KLAペプチドとHPRP-A1との抗がん活性を高めること

アポトーシス誘導ペプチドKLA（Klaklak）2は、ミトコンドリア膜を破壊し、癌細胞のアポトーシスを誘導する能力を持っていますが、このペプチドには真核生物細胞に浸透する可能性が低い。したがって、マイクロモル濃度での効果的な転座のために他のペプチドの支援が必要です。この研究では、乳がんおよび肺がん細胞を、膜活性抗がんペプチドHPRP-A1と共拘束されたKLAペプチドによって処理されました。HPRP-A1はKLAが癌細胞に侵入するのを支援し、ミトコンドリア膜上に局在してシトクロムCの放出とミトコンドリアの脱分極をもたらし、最終的にアポトーシスを誘導しました。KLAグループとのHPRP-A1 CoAdministrationによって誘導されます。乳がんモデルはマウスで構築され、抗がんペプチドを注入して癌量の変化を観察し、薬物を投与した後に組織および臓器で免疫組織化学分析を実施しました。腫瘍組織の体重と体積の両方は、Thosepeptidealonggroupsと比較して、KLA群とHPRP-A1で顕著に低かった。結果は、複合薬物群が癌の成長を効果的に阻害し、正常組織に毒性損傷を引き起こさなかったことを示し、in vitroおよびin vivoでのペプチド抗がん活性を大幅に改善したことを示しました。
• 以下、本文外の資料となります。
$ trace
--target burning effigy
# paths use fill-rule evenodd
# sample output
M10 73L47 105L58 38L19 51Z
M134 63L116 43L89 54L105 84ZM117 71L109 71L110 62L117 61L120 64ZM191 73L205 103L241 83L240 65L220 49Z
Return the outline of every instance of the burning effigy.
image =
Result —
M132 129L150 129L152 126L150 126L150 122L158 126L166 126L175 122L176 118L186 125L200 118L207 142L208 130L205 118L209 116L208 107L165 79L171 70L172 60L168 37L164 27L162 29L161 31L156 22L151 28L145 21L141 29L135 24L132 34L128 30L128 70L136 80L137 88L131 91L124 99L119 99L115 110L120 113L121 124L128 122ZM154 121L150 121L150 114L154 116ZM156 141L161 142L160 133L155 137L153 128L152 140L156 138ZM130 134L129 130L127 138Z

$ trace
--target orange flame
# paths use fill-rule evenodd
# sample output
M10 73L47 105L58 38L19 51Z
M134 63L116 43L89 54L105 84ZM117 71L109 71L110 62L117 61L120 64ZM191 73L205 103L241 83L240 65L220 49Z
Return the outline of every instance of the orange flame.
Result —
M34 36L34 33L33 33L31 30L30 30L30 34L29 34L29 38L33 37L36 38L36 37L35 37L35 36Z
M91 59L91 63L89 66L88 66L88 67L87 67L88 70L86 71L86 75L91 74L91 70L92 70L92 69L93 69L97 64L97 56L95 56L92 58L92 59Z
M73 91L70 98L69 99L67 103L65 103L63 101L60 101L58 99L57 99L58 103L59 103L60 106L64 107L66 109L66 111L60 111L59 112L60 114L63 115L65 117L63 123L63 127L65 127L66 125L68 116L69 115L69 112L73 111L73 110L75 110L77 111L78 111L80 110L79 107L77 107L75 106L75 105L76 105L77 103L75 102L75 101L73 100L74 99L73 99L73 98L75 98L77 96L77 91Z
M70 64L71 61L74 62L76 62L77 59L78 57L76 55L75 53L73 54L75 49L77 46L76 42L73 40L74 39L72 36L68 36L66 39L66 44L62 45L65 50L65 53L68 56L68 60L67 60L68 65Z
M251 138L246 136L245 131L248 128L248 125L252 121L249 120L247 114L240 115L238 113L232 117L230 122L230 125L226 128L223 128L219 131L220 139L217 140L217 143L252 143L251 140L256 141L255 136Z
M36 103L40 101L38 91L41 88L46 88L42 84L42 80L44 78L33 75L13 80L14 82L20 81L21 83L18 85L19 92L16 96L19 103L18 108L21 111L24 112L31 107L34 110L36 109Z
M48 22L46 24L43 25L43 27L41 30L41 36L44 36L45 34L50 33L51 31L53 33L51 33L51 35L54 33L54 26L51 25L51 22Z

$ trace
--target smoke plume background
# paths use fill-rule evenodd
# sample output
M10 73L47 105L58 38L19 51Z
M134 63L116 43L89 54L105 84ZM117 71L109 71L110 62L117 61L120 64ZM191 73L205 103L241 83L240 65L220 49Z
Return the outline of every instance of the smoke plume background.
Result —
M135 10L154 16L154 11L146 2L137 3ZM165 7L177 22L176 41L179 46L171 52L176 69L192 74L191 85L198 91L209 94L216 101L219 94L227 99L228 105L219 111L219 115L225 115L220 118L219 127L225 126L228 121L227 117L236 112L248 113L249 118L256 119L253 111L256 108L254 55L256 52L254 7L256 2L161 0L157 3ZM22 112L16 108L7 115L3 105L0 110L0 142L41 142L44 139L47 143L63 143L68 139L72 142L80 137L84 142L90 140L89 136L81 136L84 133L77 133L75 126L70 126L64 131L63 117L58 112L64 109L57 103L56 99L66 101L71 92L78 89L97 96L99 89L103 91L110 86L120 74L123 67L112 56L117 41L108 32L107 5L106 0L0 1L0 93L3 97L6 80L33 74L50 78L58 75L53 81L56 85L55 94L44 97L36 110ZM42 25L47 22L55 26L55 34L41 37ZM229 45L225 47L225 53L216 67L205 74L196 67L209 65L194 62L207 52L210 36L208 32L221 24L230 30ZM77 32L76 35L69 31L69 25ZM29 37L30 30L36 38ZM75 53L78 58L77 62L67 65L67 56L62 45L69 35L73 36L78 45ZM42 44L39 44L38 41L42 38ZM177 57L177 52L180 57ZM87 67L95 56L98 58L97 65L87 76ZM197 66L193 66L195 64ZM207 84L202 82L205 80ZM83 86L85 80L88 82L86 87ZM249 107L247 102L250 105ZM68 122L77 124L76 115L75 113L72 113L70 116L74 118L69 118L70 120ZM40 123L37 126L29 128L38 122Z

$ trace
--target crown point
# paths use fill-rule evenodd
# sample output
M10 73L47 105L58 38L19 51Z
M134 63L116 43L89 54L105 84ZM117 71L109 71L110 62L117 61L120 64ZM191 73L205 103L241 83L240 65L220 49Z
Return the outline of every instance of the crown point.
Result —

The apoptosis-inducing peptide kla (KLAKLAK)2 possesses the ability to disrupt mitochondrial membranes and induce cancer cell apoptosis, but this peptide has a poor eukaryotic cell-penetrating potential. Thus, it requires the assistance of other peptides for effective translocation at micromolar concentrations. In this study, breast and lung cancer cells were treated by kla peptide co-administrated with membrane-active anticancer peptide HPRP-A1. HPRP-A1 assisted kla to enter cancer cells and localized on mitochondrial membranes to result in cytochrome C releasing and mitochondrial depolarization which ultimately induced apoptosis.The apoptosis rate was up to 65%and 45% on MCF-7 and A549 cell lines, respectively, induced by HPRP-A1 coadministration with kla group. The breast cancer model was constructed in mice, and the anticancer peptides were injected to observe the changes in cancer volume, andimmunohistochemical analysis was performed on the tissues and organs after the drug was administered. Both the weight and volume of tumor tissue were remarkable lower in HPRP-A1 with kla group compared with thosepeptidealonggroups. The results showed that the combined drug group effectively inhibited the growth of cancer and did not cause toxic damage to normal tissues, as well as exhibited significantly improvement on peptide anticancer activity in vitro and in vivo.